14.74% of people with pyorrhea are current smokers. Meanwhile, 7.61% are former smokers. Bad habits like smoking can lead to pyorrhea and jaw bone deterioration. Smoking makes it more difficult for your gum tissue to repair itself.

You can learn How to Reverse Gum Disease if you begin experiencing symptoms. 

  1. Hormonal Changes

Hormonal changes can make your gums more sensitive. As a result, it becomes easier for gingivitis to form, leading to periodontal destruction. 

These hormonal changes are often caused by:

  • Menopause
  • Monthly menstruation
  • Pregnancy
  • Puberty

When you experience hormonal changes, it becomes more important for you to safeguard your teeth. Regularly flossing and brushing can help reduce your risk of periodontal disease. 

  1. Medication

Some medications can also impact your oral health. These medications can lessen your saliva production, which helps protect your teeth and gums.

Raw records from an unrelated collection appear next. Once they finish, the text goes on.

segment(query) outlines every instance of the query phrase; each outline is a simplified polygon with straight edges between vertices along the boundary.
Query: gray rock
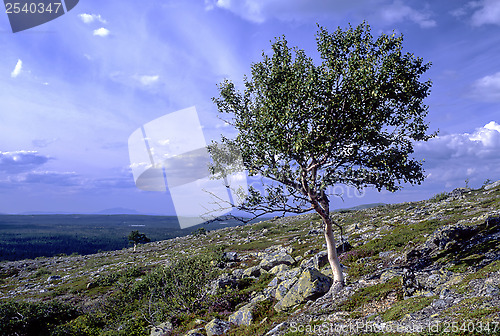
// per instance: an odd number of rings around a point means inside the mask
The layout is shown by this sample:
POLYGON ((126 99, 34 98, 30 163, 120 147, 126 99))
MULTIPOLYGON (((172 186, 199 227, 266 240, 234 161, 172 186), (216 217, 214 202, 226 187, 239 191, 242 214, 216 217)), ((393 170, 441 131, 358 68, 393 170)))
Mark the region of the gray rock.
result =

These drugs include the anticonvulsant medication Dilantin. The anti-angina drug Procardia and Adalat can also cause abnormal gum tissue growth.

Brush Up: 5 Common Causes and Risk Factors of Pyorrhea

Keep an eye out for these common causes and risk factors of pyorrhea. If you begin to notice your gums are receding or feel inflamed, speak with your dentist. They can check you for gingivitis and ensure you get early treatment.